Giving evidence at the inquest, Ewan said ‘there was nothing aggressive’ about the slap and that the pair were ‘messing around’.
Kathryn Morrison, Mr Callender’s wife and Ewan’s mother, said in a statement read in court that the slapping between the father and son was a common game they played.
She said: ‘As a family, we would always be messing about with each other and we would be giving each other quick little digs in the ribs which we called “fingers of steel”.

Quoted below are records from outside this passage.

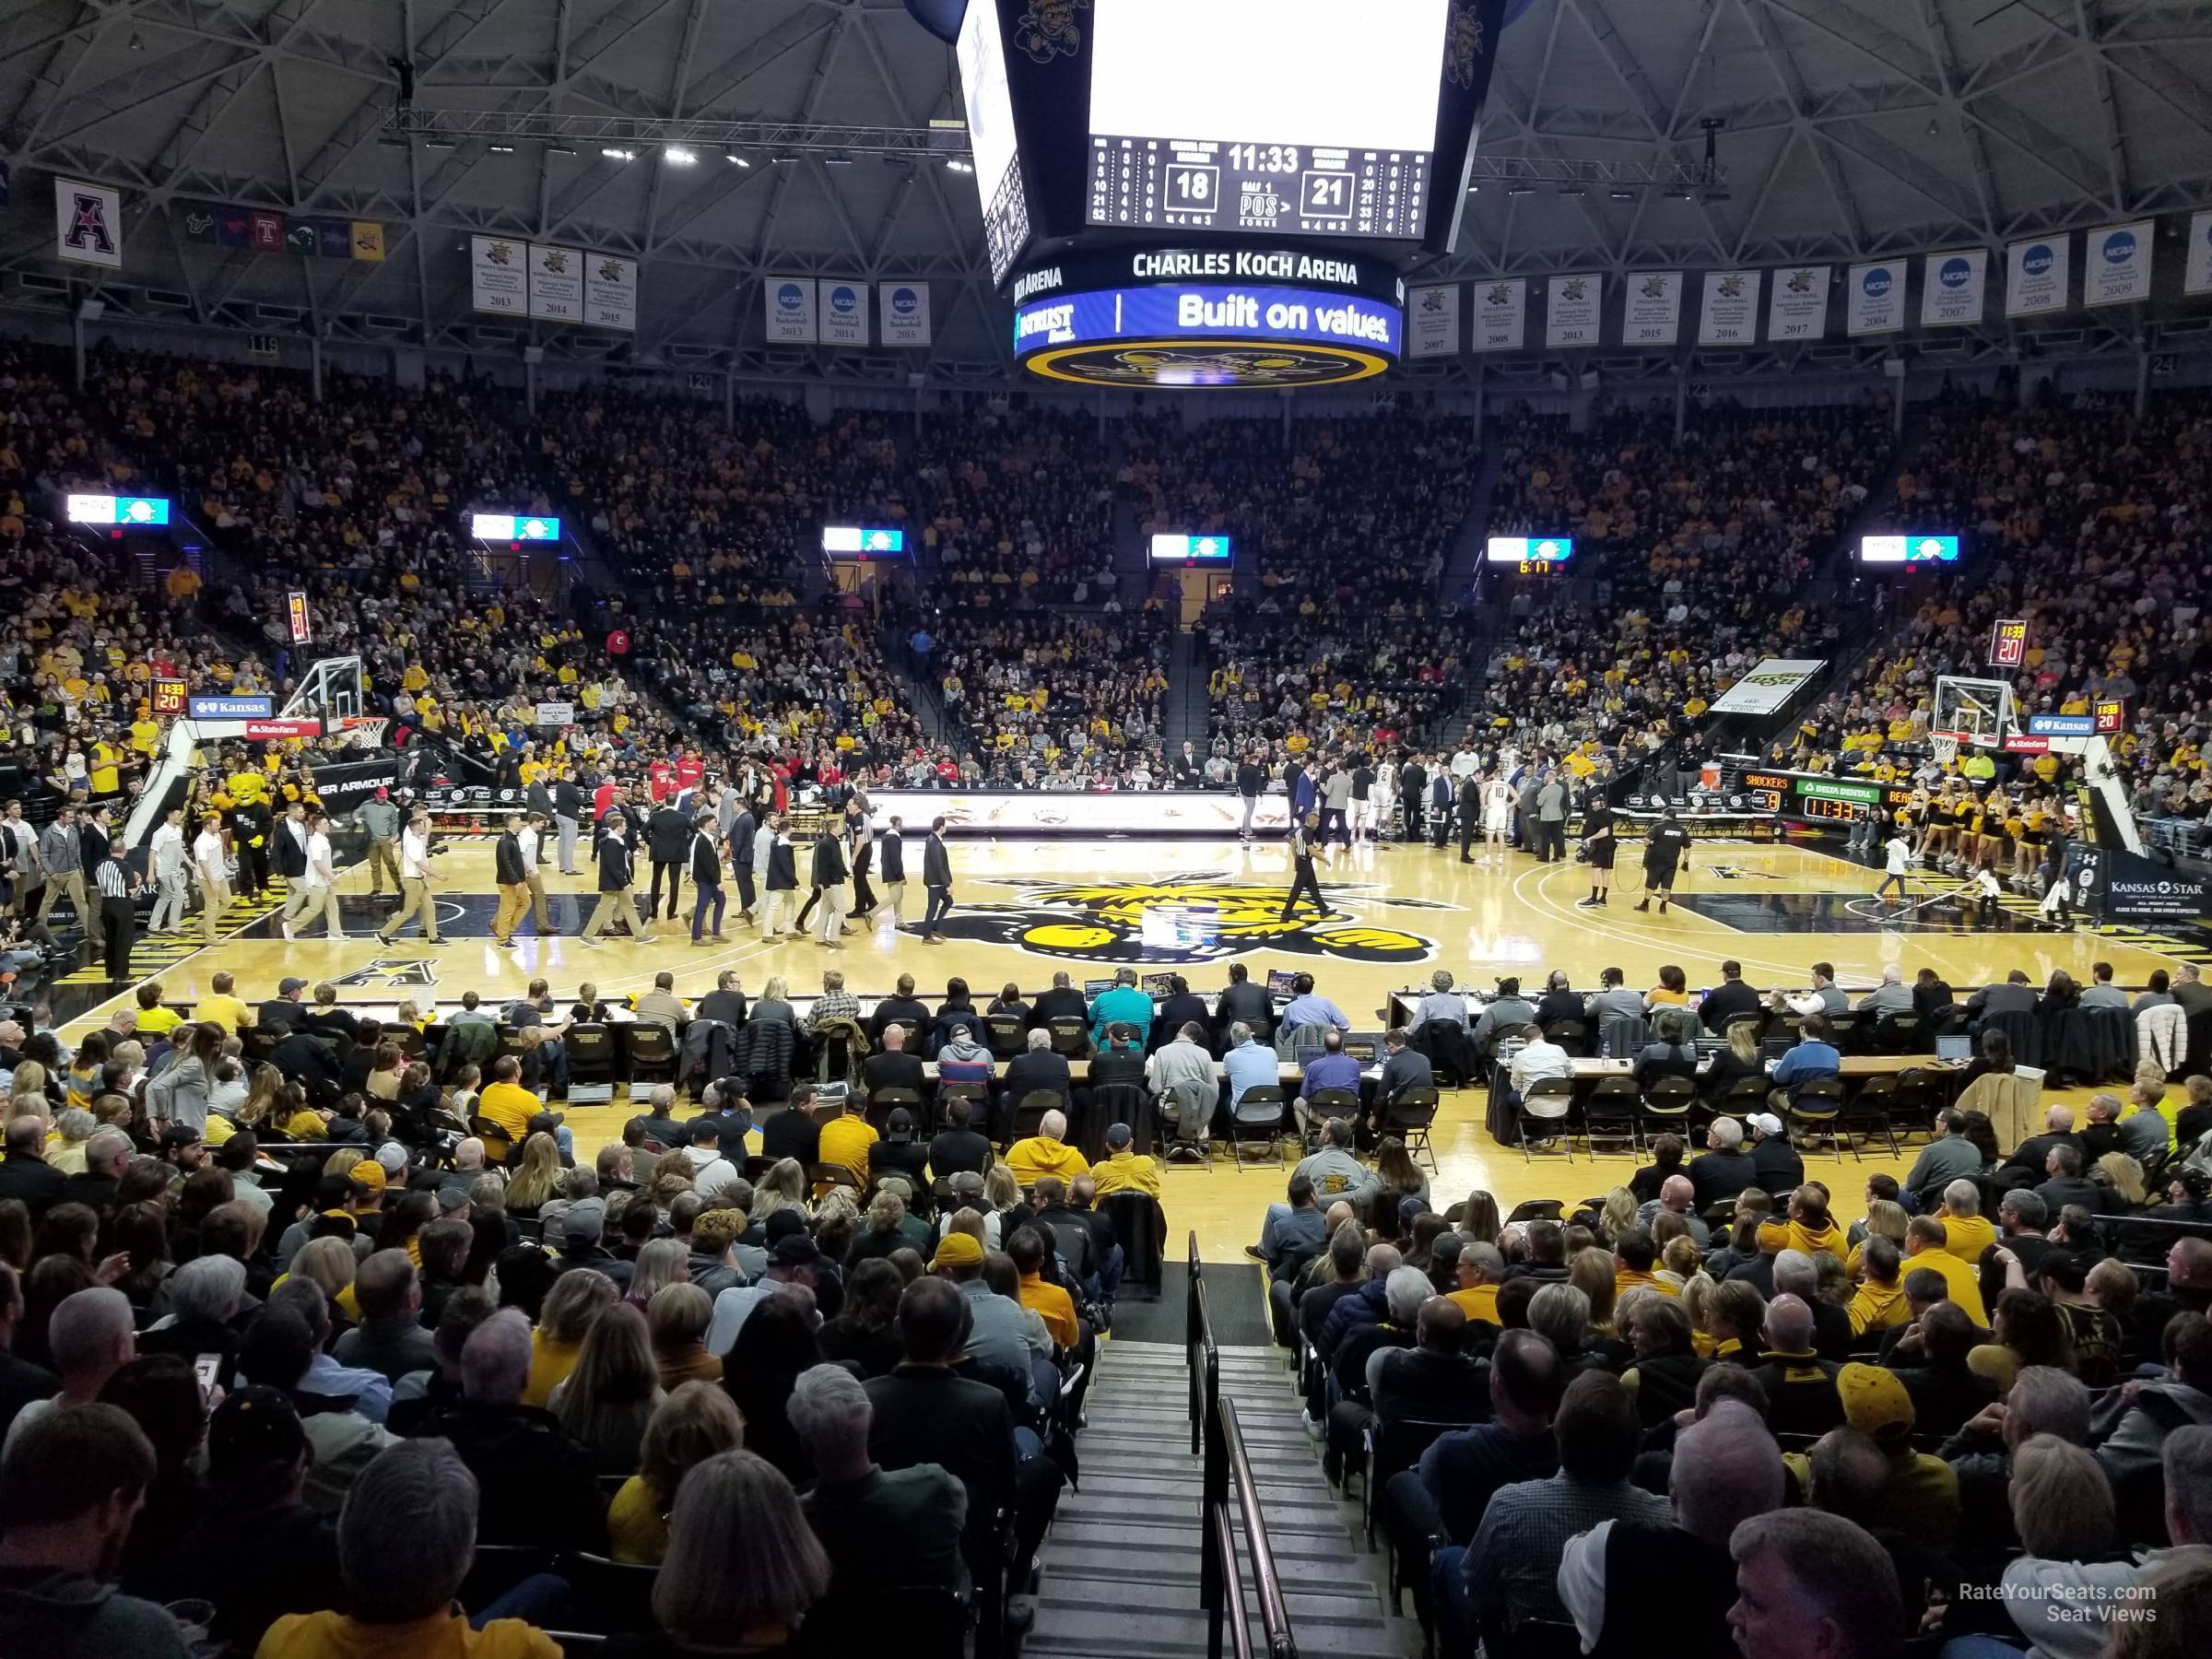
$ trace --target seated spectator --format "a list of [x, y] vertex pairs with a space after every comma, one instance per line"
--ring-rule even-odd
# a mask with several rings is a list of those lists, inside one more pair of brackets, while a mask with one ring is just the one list
[[901, 1590], [959, 1590], [967, 1524], [967, 1491], [943, 1468], [875, 1462], [874, 1420], [867, 1390], [841, 1366], [815, 1366], [792, 1389], [792, 1427], [815, 1471], [800, 1508], [830, 1557], [830, 1600], [817, 1623], [853, 1642], [884, 1627], [884, 1614], [868, 1610], [884, 1592], [896, 1603]]
[[1022, 1186], [1032, 1187], [1047, 1175], [1072, 1180], [1086, 1173], [1090, 1165], [1081, 1152], [1067, 1144], [1066, 1117], [1048, 1112], [1035, 1135], [1006, 1148], [1006, 1168]]
[[[462, 1347], [460, 1403], [429, 1413], [418, 1437], [452, 1441], [477, 1477], [477, 1542], [600, 1551], [606, 1522], [591, 1453], [550, 1412], [524, 1403], [530, 1381], [529, 1321], [503, 1308]], [[344, 1534], [341, 1521], [341, 1547]]]
[[430, 1333], [422, 1328], [422, 1287], [404, 1250], [380, 1250], [360, 1265], [353, 1292], [361, 1322], [338, 1338], [340, 1365], [372, 1371], [396, 1382], [436, 1368]]
[[[107, 1583], [154, 1474], [152, 1444], [112, 1406], [18, 1419], [0, 1457], [0, 1646], [55, 1659], [190, 1659], [176, 1620]], [[468, 1547], [463, 1538], [458, 1559]]]
[[269, 1659], [441, 1652], [559, 1659], [550, 1636], [508, 1617], [557, 1606], [558, 1580], [525, 1579], [473, 1619], [453, 1610], [482, 1538], [478, 1493], [475, 1472], [443, 1441], [389, 1447], [354, 1482], [338, 1517], [347, 1610], [288, 1614], [269, 1627], [260, 1651]]
[[929, 1143], [929, 1172], [938, 1181], [966, 1171], [982, 1175], [996, 1156], [987, 1135], [970, 1125], [974, 1108], [963, 1097], [945, 1102], [945, 1127]]
[[2160, 1339], [2166, 1375], [2131, 1384], [2115, 1416], [2093, 1425], [2097, 1462], [2115, 1488], [2158, 1466], [2167, 1436], [2212, 1426], [2212, 1321], [2177, 1313]]
[[1744, 1126], [1734, 1118], [1715, 1118], [1705, 1132], [1706, 1149], [1689, 1160], [1690, 1184], [1700, 1210], [1760, 1185], [1759, 1168], [1744, 1150]]
[[1742, 1652], [1886, 1659], [1898, 1651], [1908, 1622], [1897, 1569], [1853, 1523], [1770, 1510], [1736, 1527], [1728, 1553], [1736, 1586], [1728, 1623]]
[[645, 1425], [660, 1403], [660, 1365], [645, 1315], [628, 1302], [617, 1302], [592, 1322], [576, 1369], [555, 1384], [546, 1402], [600, 1475], [627, 1475], [638, 1466]]
[[638, 1472], [607, 1505], [607, 1549], [613, 1559], [658, 1566], [668, 1548], [668, 1513], [684, 1477], [744, 1439], [745, 1419], [719, 1382], [684, 1382], [671, 1389], [645, 1425]]
[[100, 1398], [108, 1379], [137, 1351], [132, 1323], [129, 1300], [104, 1286], [74, 1291], [54, 1306], [47, 1320], [46, 1346], [61, 1387], [17, 1411], [6, 1441], [0, 1443], [0, 1457], [40, 1418]]
[[1813, 1330], [1813, 1311], [1801, 1299], [1780, 1295], [1767, 1304], [1766, 1348], [1751, 1374], [1766, 1391], [1777, 1434], [1825, 1434], [1843, 1420], [1836, 1392], [1842, 1368], [1820, 1358]]
[[830, 1558], [791, 1482], [765, 1458], [718, 1452], [684, 1477], [653, 1580], [654, 1654], [759, 1653], [795, 1645], [828, 1594]]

‘We would wrestle with each other where we would try to grab the other person and take them to the ground. Another game we would play was slaps.
‘When Ewan was about 15 years old, he and Malcolm would progress to try to slap each other around the face. Malcolm would always be winding him up, saying, “you reckon you can take me yet?”
‘Malcolm was very competitive so he would never let Ewan win, he would use it as a reminder that Ewan was not quite big enough yet.
‘After Malcolm passed away I spoke to Ewan about what happened. From what he described, it sounded just like the games that they had been playing together since Ewan was a kid.’
Friend of Ewan’s Luke Key, who was visiting from Birmingham and was on the night out, also told the inquest that the father and son were ‘happy and laughing’ as they played the game.
He said: ‘It is a bit of an Army thing and Ewan and Malcolm had that sort of relationship. He always had a strong relationship with his dad.’
He added that he could see in Ewan’s face ‘that he did not want’ to slap his father and that he got the impression ‘he had something to prove’.
‘Ewan looked up to his dad as he was a higher-up figure in the Army and he wanted to make his dad proud,’ he said.
After hitting his head, Mr Callender senior was rushed to the Royal Berkshire Hospital where he was treated for an acute subdural haemorrhage, but he died in the early hours of the following morning.
The cause of death was given as ‘blunt force trauma to the head’.
A toxicology examination found Mr Callender senior was over twice the drink-drive limit for alcohol but had no other substances in his body.
Mr Wade said he would not reach a conclusion that Mr Callender had died from unlawful killing.
Giving a narrative conclusion, he said the veteran died after ‘consensual horseplay’.
‘I hope the inquest allows some closure,’ he said. ‘I cant begin to imagine the anguish and deep, deep pain the event caused the family.’